出てきた地名をヴェネツィアから近い順に並べると、リヴェンツァ川に沿って遡りながら、モッタ、メドゥーナ、ヴィシナーレ、ノンチェッロとなる。フォッセッタという地名は検索するとキオッジャの辺りに見つかるのだが、どう考えても文脈に合わないので今のところ不明。ニンフ云々の件については、ナヴァジェロの記述にニンフが出てくるのであろうというのはそれとして、その後の部分はちょっと意味が通らない。しかしいくら考えても分からないので放置。この手紙は最後の部分が自虐的というか、突然自暴自棄になるところがちょっと心配である。

もちろん行ったことがないのでどんな場所だか分からないのだが、平野部の田園地帯を荷馬車に揺られて旅するというのは悪くないイメージである。今行こうとすればバスに乗ることになるのだろうが、古いFIAT 500あたりを借り出してガタゴト走っていきたいものだ。そうすると帰りにゴンドラに乗れないのが難しいところではあるが。

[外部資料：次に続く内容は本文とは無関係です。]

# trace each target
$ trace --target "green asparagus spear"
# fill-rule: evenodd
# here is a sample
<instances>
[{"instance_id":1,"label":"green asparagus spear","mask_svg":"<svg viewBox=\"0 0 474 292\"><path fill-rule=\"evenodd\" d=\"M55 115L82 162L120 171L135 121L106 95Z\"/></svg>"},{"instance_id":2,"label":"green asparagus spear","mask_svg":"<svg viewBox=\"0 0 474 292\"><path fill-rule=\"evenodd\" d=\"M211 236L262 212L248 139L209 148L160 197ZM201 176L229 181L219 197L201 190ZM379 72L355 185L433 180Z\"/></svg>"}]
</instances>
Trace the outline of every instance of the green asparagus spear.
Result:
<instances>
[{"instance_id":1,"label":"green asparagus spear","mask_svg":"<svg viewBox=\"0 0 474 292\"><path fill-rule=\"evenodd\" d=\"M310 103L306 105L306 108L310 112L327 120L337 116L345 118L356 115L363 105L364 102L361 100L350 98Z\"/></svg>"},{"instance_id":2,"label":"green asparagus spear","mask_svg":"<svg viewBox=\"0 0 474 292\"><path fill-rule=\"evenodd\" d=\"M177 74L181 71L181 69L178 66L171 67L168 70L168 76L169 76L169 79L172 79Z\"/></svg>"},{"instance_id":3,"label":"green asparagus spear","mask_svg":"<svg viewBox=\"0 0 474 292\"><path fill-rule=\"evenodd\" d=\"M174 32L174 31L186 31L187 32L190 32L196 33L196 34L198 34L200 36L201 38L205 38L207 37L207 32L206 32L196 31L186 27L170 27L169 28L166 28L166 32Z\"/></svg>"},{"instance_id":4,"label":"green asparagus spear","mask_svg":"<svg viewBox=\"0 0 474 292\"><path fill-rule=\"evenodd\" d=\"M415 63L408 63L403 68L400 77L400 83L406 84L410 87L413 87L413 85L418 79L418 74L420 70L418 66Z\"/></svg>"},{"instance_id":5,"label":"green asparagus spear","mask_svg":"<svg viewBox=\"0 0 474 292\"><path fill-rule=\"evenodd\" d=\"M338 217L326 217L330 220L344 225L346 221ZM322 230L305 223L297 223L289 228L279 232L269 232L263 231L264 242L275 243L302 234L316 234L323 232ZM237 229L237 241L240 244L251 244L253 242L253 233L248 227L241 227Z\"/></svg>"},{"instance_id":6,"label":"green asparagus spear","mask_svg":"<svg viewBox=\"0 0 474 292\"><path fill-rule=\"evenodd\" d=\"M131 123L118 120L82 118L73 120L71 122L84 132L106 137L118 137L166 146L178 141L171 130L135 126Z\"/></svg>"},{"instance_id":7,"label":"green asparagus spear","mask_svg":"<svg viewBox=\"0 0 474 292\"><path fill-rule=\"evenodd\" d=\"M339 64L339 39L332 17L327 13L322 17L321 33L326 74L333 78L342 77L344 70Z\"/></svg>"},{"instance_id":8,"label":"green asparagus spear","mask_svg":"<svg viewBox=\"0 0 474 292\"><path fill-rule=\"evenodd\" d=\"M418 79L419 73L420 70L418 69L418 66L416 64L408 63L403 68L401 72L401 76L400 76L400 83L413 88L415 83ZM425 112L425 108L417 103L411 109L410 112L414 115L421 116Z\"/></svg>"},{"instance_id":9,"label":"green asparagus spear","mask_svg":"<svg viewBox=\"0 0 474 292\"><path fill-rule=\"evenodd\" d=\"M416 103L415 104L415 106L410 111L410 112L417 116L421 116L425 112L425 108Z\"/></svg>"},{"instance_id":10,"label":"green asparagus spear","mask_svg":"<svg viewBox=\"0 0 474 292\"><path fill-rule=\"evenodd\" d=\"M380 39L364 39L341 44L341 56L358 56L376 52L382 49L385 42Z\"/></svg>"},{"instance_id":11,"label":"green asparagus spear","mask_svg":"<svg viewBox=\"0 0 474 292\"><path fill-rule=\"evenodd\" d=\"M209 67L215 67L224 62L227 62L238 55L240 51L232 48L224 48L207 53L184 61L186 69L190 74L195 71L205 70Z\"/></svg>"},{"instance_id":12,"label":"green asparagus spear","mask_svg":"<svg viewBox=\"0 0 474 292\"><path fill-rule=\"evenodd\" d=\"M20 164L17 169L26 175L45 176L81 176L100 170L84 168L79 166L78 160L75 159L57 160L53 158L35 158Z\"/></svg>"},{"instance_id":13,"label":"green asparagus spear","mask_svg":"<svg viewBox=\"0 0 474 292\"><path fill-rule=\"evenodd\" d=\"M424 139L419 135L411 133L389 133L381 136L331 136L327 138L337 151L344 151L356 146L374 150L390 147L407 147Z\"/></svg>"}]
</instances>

別の友達、ルイージ・ピッツィに宛てられたガスパロの手紙の中では、サン・レオナルドの祝祭が描写されている。それは彼の邸宅からそう遠くない場所で復活祭の木曜日に祝われ、人々は土地の農家の草原のうえに佇み、昼食を取る。「(男女の農夫たちは)森に着いたら小さな教会へ赴き、祈りを終えたところで楽しい時間が始まる。ここでかごを開いて、frittate fredde冷たいフリッターテ, ova sode固茹で卵, odorifere cipolle e capi d'agli香しいタマネギやニンニクを取り出すのだ。そして何よりZuccheカボチャの栓を開ける。その身は白か朱色のワインで満たされており、樽、カラッファ、そして招待客の杯となる。立っている人、座っている人、寝そべっている人が居て、大地のうえで食事が始まる。爪でちぎって、あごで砕いて、そして愛を込めて例のカボチャに口づけるのだ……飲み食いの合間に冗談が混じる……。」こう書く合間に彼は友人に問いかける。「君もここに来て、道端にフリッテッレの店が建つのを見てみないか? ほかにも見物はある、そいつは田舎の人たちだ。通りを歩くのも壮観で、両側にいろんな類いの店が連なっているのが見える。それに頭巾を被った女の子たちを見るのも素晴らしい。彼女たちが自在に操るフライパンから立ち上るオイルで、彼女らの頭巾は煤けているのだ。」

先の手紙で家禽がたくさん出てきていたのもそうだが、フリッターテや固茹で卵と、卵を使ったものが並ぶのもヴェネツィアとは違って内陸らしい。odorifere cipolle e capi d'agliというのは字義通りに「香しいタマネギやニンニク」と訳してみたが、検索してもこの手紙の原文が出てくるだけだった。ハーブか何かで香り付けした漬け物のようなものだと思われる。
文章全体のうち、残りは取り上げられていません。